The Light's on at Signpost
- Author: George MacDonald Fraser
- Language: English
- Genre: memoir
- Publisher: HarperCollins
- Publication date: 2002
- Publication place: United Kingdom
- Pages: 368
- ISBN: 0-00-713646-3
- Dewey Decimal: 823/.914 B
- LC Class: PR6056.R287 Z466 2002

= The Light's on at Signpost =

2002 memoir by George MacDonald Fraser

The Light's on at Signpost is a memoir from novelist and screenwriter George MacDonald Fraser covering his various adventures in screenwriting as well as essays on the state of then-contemporary Britain.

==Overview==
The book is composed of three parts, told cyclically: the first is Angry Old Man, where Fraser discusses his observations of British society and government, like Tony Blair's Labour government, education and Irish terrorism.
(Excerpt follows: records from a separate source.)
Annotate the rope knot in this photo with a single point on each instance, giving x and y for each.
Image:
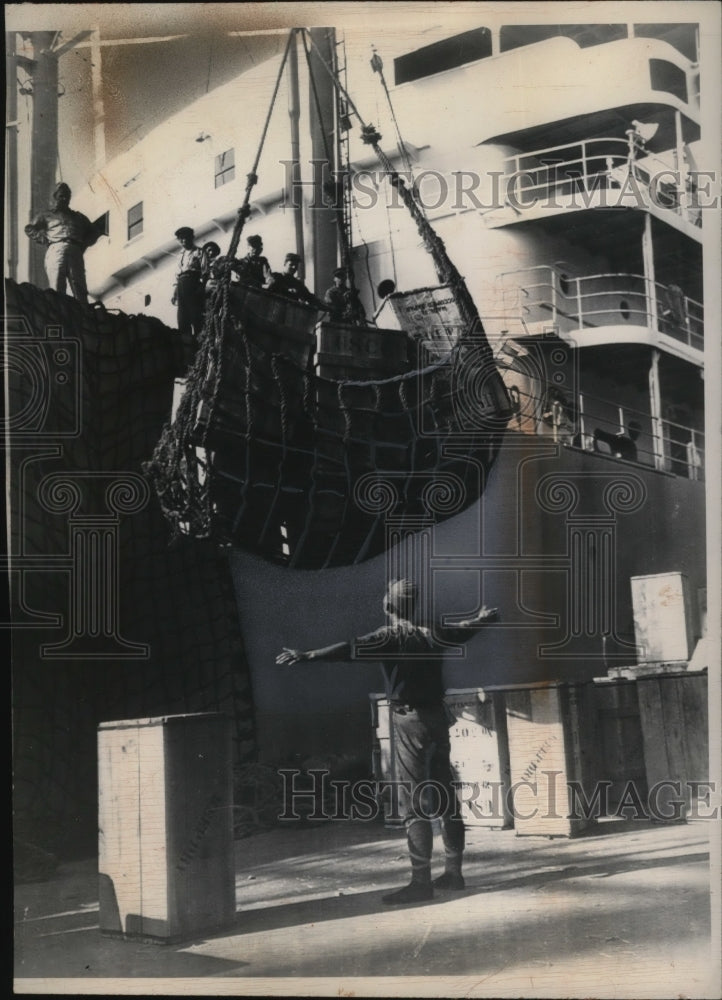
(370, 135)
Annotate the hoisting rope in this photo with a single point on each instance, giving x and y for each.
(377, 66)
(345, 248)
(252, 177)
(446, 270)
(179, 472)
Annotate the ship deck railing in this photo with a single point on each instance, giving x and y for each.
(581, 174)
(547, 294)
(586, 420)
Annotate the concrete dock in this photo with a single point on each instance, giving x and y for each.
(623, 912)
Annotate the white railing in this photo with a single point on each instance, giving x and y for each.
(591, 423)
(597, 172)
(548, 295)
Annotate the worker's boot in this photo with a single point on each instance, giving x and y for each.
(452, 832)
(420, 839)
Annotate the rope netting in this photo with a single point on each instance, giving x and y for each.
(107, 621)
(268, 454)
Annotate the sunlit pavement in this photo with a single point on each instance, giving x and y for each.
(621, 913)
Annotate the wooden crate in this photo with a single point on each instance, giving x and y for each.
(480, 756)
(548, 748)
(664, 621)
(165, 826)
(621, 749)
(674, 714)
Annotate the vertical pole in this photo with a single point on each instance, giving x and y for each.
(681, 165)
(11, 160)
(294, 113)
(650, 285)
(324, 135)
(44, 141)
(655, 410)
(98, 104)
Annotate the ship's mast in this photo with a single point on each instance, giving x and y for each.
(446, 271)
(324, 125)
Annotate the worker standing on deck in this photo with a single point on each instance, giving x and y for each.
(290, 287)
(342, 302)
(412, 663)
(188, 289)
(67, 235)
(253, 269)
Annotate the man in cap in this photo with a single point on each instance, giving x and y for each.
(253, 269)
(343, 303)
(188, 289)
(67, 234)
(412, 663)
(290, 287)
(335, 297)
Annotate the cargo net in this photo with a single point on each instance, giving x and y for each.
(107, 621)
(306, 466)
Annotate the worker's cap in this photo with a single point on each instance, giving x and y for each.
(401, 597)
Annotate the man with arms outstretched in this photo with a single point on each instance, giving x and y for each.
(412, 664)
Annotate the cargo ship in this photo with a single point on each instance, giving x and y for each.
(574, 219)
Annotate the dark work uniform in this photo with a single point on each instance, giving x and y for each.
(190, 298)
(335, 299)
(253, 270)
(292, 288)
(412, 665)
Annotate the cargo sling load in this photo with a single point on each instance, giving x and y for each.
(298, 440)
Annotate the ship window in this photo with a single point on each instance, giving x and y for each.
(102, 224)
(682, 36)
(135, 220)
(668, 77)
(225, 167)
(447, 54)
This is then followed by Interlude, where Fraser makes some remark on something amusing or interesting in his own life, such as his military career, his relationship with Oliver Reed or boyhood trips to the Highlands. The last, Shooting Scripts, is his recollections of working on various film projects. These include chapters on:
- working on The Three Musketeers with Richard Lester;
- a diary entry when working on The Prince and the Pauper (1977);
- his work on the script for Superman (1978);
- working on Force 10 from Navarone in Yugoslavia;
- being approached to write a sequel to The Crimson Pirate by Burt Lancaster;
- adapting the novel Tai Pan, including working with Steve McQueen and Richard Fleischer;
- and working on Red Sonja and meeting Arnold Schwarzenegger.

==Reception==
D.J. Taylor's review in The Guardian was mixed, remarking the film recollections had interest, but the political sections were 'stern and entirely predictable harangues on such subjects as law and order, New Labour and so on'. Hugh Massingberd, writing for The Telegraph, was more positive; he praised Fraser's writing style, earnestness and humour, but ultimately found it a 'strange mixed bag of a book'.